12:34 Ye offspring of vipers [gennēmata echidnōn]. These same terrible words the Baptist had used to the Pharisees and Sadducees who came to his baptism (Mt 3:7). But these Pharisees had deliberately made their choice and had taken Satan’s side. The charge against Jesus of being in league with Satan reveals the evil heart within. The heart “spurts out” [ekballei] good or evil according to the supply (treasure, [thēsaurou] within. verse 33 is like Mt 7:17-19. Jesus often repeated his crisp pungent sayings as every teacher does.

12:36 Every idle word [pan rhēma argon]. An ineffective, useless word [a] privative and [ergon]. A word that does no good and so is pernicious like pernicious anaemia. It is a solemn thought. Jesus who knows our very thoughts (12:25) insists that our words reveal our thoughts and form a just basis for the interpretation of character (12:37). Here we have judgment by words as in 25:31-46 where Jesus presents judgment by deeds. Both are real tests of actual character. Homer spoke of “winged words” [pteroenta epea]. And by the radio our words can be heard all round the earth. Who knows where they stop?

12:38 A sign from thee [apo sou sēmeion]. One wonders at the audacity of scribes and Pharisees who accused Jesus of being in league with Satan and thus casting out demons who can turn round and blandly ask for a “sign from thee.” As if the other miracles were not signs! “The demand was impudent, hypocritical, insulting” (Bruce).

12:39 An evil and adulterous generation [genea ponēra kai moichalis]. They had broken the marriage tie which bound them to Jehovah (Plummer). See Ps 73:27; Isa 57:3ff.; 62:5; Eze 23:27; Jas 4:4; Re 2:20. What is “the sign of Jonah?”

12:40 The whale [tou kētous]. Sea-monster, huge fish. In Jon 2:1 the LXX has [kētei megalōi]. “Three days and three nights” may simply mean three days in popular speech. Jesus rose “on the third day” (Mt 16:21), not “on the fourth day.” It is just a fuller form for “after three days” (Mr 8:31; 10:34).

12:41 In the judgment [en tēi krisei]. Except here and in the next verse Matthew has “day of judgment” [hēmera kriseōs] as in 10:15; 11:22, 24; 12:36. Luke (Lu 10:14) has [en tēi krisei]. They repented at the preaching of Jonah [metenoēson eis to kērugma Iōna]. Note this use of [eis] just like [en]. Note also [pleion] (neuter), not [pleiōn] (masc.). See the same idiom in 12:6 and 12:48. Jesus is something greater than the temple, than Jonah, than Solomon. “You will continue to disbelieve in spite of all I can say or do, and at last you will put me to death. But I will rise again, a sign for your confusion, if not for your conversion” (Bruce).
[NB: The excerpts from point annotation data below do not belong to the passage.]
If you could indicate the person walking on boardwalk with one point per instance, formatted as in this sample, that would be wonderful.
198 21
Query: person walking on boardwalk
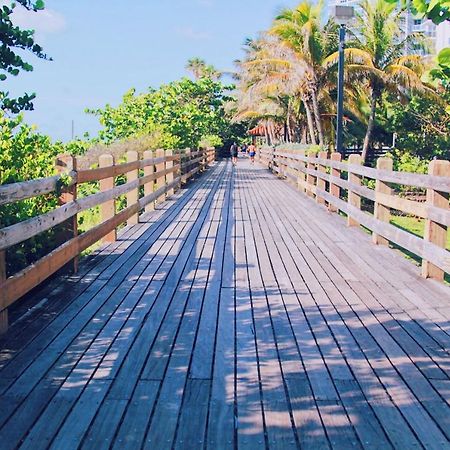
234 152
252 152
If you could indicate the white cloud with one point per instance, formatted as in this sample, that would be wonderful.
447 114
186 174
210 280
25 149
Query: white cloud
43 22
207 3
194 35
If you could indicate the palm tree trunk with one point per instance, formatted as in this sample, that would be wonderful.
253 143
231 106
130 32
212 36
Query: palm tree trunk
312 131
370 125
304 137
317 116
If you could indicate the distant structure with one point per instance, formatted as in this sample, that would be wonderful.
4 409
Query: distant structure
438 35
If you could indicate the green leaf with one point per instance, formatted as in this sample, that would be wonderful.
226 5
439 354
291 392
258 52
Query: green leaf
39 5
444 57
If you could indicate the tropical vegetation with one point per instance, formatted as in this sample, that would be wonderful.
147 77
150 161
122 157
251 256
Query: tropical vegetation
287 82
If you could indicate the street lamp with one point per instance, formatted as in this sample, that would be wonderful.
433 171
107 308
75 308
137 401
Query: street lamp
342 14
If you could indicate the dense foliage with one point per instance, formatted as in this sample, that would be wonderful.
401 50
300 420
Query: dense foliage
13 43
25 155
183 113
288 82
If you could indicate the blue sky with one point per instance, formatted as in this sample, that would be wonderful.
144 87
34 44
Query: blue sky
102 48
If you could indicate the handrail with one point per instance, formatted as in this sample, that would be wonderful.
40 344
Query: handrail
320 177
162 175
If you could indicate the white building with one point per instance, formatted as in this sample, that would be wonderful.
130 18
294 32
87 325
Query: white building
438 36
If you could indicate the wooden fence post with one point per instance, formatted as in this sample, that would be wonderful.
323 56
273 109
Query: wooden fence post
169 176
149 187
435 232
301 180
133 196
353 198
310 179
69 229
321 183
107 209
3 313
161 180
178 172
335 190
382 212
187 153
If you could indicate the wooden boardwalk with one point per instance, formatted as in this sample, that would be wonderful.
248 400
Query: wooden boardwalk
240 314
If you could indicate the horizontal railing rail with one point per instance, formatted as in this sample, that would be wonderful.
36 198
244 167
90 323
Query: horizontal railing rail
321 177
148 182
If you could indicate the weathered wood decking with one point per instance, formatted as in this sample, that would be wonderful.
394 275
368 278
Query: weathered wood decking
240 314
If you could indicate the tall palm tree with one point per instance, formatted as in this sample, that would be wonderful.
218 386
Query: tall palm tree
378 56
270 80
302 31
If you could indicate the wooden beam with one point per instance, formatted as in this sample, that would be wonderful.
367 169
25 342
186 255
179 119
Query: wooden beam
14 192
133 195
310 178
353 198
150 186
161 180
382 212
436 232
107 209
321 183
301 179
68 228
3 313
169 167
335 190
440 257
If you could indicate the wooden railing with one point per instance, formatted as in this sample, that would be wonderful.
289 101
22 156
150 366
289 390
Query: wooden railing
148 182
340 186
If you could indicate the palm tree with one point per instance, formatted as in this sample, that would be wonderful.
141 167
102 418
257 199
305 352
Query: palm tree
377 58
269 83
302 31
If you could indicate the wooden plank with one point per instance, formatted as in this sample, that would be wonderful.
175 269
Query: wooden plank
381 212
170 168
69 228
250 427
107 209
326 397
193 415
334 188
74 379
203 354
133 195
221 419
353 199
436 232
417 391
3 313
149 187
320 181
14 192
131 432
161 180
438 183
387 421
89 175
437 255
172 394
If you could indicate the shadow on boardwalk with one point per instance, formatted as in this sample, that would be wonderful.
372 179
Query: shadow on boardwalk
238 315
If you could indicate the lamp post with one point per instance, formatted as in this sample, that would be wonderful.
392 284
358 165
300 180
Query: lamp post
342 15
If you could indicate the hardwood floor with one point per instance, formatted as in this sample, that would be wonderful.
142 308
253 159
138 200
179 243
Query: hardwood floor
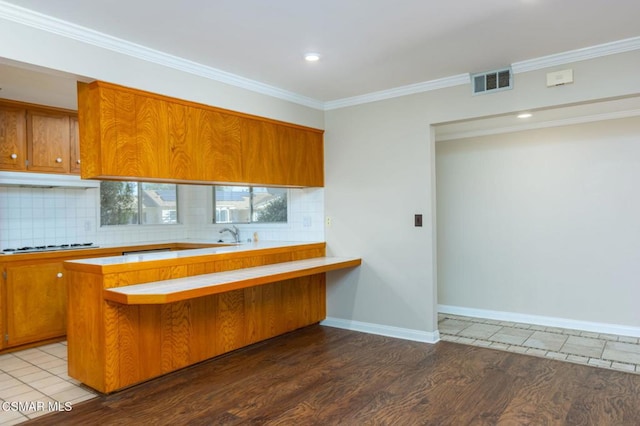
328 376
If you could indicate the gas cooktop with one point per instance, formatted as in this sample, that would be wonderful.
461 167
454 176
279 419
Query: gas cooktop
38 249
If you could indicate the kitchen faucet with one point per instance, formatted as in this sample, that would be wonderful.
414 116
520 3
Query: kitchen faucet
235 232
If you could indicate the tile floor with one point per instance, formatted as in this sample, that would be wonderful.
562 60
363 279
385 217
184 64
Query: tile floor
34 381
38 376
598 350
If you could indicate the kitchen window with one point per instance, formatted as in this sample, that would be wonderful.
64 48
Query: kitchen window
138 203
249 204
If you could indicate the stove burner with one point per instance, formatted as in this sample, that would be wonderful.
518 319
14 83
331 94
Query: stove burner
36 249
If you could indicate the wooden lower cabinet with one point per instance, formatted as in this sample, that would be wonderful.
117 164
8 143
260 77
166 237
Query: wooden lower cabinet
36 303
112 346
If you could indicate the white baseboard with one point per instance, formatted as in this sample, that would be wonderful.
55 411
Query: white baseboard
594 327
383 330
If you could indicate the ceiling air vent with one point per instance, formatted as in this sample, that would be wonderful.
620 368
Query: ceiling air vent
492 81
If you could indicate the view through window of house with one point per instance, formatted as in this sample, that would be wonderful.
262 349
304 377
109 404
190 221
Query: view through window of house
138 203
249 204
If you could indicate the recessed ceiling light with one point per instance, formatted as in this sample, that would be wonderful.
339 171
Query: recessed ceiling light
312 57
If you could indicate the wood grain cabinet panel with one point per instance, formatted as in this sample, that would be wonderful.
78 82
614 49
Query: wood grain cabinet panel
48 141
74 146
35 138
36 303
127 134
281 155
13 138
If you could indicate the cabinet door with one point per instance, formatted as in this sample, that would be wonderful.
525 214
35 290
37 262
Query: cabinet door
74 146
215 136
275 154
36 303
48 141
13 138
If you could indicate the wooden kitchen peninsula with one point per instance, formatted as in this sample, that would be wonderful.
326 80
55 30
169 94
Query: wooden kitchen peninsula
116 338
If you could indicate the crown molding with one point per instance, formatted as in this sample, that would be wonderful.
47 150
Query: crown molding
69 30
592 52
615 115
410 89
66 29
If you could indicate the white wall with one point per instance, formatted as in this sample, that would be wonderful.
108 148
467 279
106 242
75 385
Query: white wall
542 222
379 168
29 45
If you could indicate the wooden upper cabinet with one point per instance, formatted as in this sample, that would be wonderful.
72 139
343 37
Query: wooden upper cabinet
35 138
128 134
216 137
282 155
74 146
13 138
48 141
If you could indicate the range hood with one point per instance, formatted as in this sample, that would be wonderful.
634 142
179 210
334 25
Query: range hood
45 180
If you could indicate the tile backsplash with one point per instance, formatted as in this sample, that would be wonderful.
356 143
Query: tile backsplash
31 216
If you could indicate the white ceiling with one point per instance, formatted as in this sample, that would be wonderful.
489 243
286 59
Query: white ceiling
366 46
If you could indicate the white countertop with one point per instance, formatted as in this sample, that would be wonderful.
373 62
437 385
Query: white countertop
180 254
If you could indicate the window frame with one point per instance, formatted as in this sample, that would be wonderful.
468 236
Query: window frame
139 213
251 207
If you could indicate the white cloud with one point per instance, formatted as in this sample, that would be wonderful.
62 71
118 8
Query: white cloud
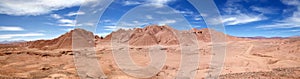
55 16
66 22
128 3
10 28
149 17
236 14
159 3
36 7
241 19
75 13
278 25
8 36
103 34
264 10
291 2
167 22
289 22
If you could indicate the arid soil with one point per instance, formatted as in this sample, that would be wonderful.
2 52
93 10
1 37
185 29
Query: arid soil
246 58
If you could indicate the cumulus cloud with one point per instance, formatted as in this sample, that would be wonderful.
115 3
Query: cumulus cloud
36 7
11 28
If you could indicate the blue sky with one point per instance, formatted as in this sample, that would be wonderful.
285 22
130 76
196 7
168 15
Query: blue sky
47 19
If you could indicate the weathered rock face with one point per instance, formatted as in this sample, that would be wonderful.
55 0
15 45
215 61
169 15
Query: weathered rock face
150 35
62 42
162 35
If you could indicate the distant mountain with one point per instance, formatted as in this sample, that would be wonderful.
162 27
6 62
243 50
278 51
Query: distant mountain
10 42
62 42
149 35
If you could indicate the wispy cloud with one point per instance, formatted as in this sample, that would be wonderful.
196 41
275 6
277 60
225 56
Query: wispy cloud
159 3
8 36
103 34
289 22
129 3
167 22
56 16
265 10
11 28
37 7
75 13
242 19
66 22
236 14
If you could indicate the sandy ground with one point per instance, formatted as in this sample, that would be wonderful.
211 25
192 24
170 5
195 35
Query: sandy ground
251 59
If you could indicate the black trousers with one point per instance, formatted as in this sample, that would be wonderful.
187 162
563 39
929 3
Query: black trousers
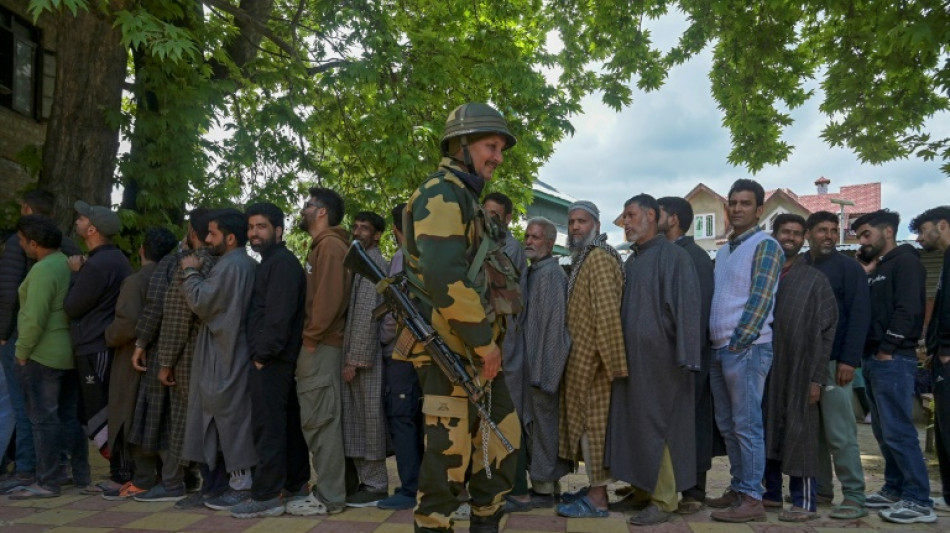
941 381
94 370
403 401
283 461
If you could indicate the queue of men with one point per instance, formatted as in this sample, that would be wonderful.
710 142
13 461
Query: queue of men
212 379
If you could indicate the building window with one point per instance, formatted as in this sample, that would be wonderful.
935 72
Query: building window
19 64
704 226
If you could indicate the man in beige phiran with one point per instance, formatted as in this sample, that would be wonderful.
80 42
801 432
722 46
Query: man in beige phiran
597 356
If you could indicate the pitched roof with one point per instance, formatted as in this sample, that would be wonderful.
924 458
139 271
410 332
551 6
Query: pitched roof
702 187
866 198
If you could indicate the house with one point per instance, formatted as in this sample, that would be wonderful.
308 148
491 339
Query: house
27 75
711 225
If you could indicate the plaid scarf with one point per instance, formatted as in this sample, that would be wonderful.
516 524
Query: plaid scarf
599 241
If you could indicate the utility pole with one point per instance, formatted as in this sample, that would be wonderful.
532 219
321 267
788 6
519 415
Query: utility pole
842 218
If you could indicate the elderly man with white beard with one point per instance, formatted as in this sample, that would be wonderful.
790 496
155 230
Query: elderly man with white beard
540 348
597 357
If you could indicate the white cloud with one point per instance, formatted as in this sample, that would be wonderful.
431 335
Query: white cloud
669 140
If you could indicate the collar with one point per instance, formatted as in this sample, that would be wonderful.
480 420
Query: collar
812 260
737 241
272 250
473 181
540 262
102 247
640 248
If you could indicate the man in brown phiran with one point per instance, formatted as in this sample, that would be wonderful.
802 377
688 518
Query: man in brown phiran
597 356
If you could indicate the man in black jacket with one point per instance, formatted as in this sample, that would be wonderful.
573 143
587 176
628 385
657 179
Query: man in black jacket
933 233
14 265
897 284
838 433
90 305
275 326
676 219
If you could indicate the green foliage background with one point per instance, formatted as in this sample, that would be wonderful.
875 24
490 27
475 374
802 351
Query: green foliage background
352 94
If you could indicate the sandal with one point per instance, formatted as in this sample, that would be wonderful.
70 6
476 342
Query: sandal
571 497
771 504
32 492
516 506
797 514
100 487
848 511
310 506
582 508
689 506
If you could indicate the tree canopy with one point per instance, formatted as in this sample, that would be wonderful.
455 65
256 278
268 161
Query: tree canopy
257 99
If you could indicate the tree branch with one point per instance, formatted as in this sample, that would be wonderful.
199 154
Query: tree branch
239 13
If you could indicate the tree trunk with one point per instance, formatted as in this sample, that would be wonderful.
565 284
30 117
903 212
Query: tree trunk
82 137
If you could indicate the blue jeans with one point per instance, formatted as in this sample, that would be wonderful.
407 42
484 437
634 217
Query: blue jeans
52 396
25 452
890 388
738 382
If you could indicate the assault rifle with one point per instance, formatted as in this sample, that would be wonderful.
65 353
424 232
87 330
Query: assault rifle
394 293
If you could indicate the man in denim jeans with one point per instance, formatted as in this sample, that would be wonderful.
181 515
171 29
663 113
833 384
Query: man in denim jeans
44 356
897 283
740 329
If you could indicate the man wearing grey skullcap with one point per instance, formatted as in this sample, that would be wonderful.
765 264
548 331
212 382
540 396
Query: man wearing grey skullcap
586 206
597 356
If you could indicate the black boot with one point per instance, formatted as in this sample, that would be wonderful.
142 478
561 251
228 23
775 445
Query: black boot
485 524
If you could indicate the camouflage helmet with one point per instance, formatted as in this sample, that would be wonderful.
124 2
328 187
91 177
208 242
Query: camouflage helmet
475 118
12:44 Into my house [eis ton oikon mou]. So the demon describes the man in whom he had dwelt. “The demon is ironically represented as implying that he left his victim voluntarily, as a man leaves his house to go for a walk” (McNeile). “Worse than the first” is a proverb.

12:46 His mother and his brothers [hē mētēr kai hoi adelphoi autou]. Brothers of Jesus, younger sons of Joseph and Mary. The charge of the Pharisees that Jesus was in league with Satan was not believed by the disciples of Jesus, but some of his friends did think that he was beside himself (Mr 3:21) because of the excitement and strain. It was natural for Mary to want to take him home for rest and refreshment. So the mother and brothers are pictured standing outside the house (or the crowd). They send a messenger to Jesus.

12:47 Aleph, B, L, Old Syriac, omit this verse as do Westcott and Hort. It is genuine in Mr 3:32; Lu 8:20. It was probably copied into Matthew from Mark or Luke.

12:49 Behold my mother and my brothers [idou hē mētēr mou kai hoi adelphoi mou]. A dramatic wave of the hand towards his disciples (learners) accompanied these words. Jesus loved his mother and brothers, but they were not to interfere in his Messianic work. The real spiritual family of Jesus included all who follow him. But it was hard for Mary to go back to Nazareth and leave Jesus with the excited throng so great that he was not even stopping to eat (Mr 3:20).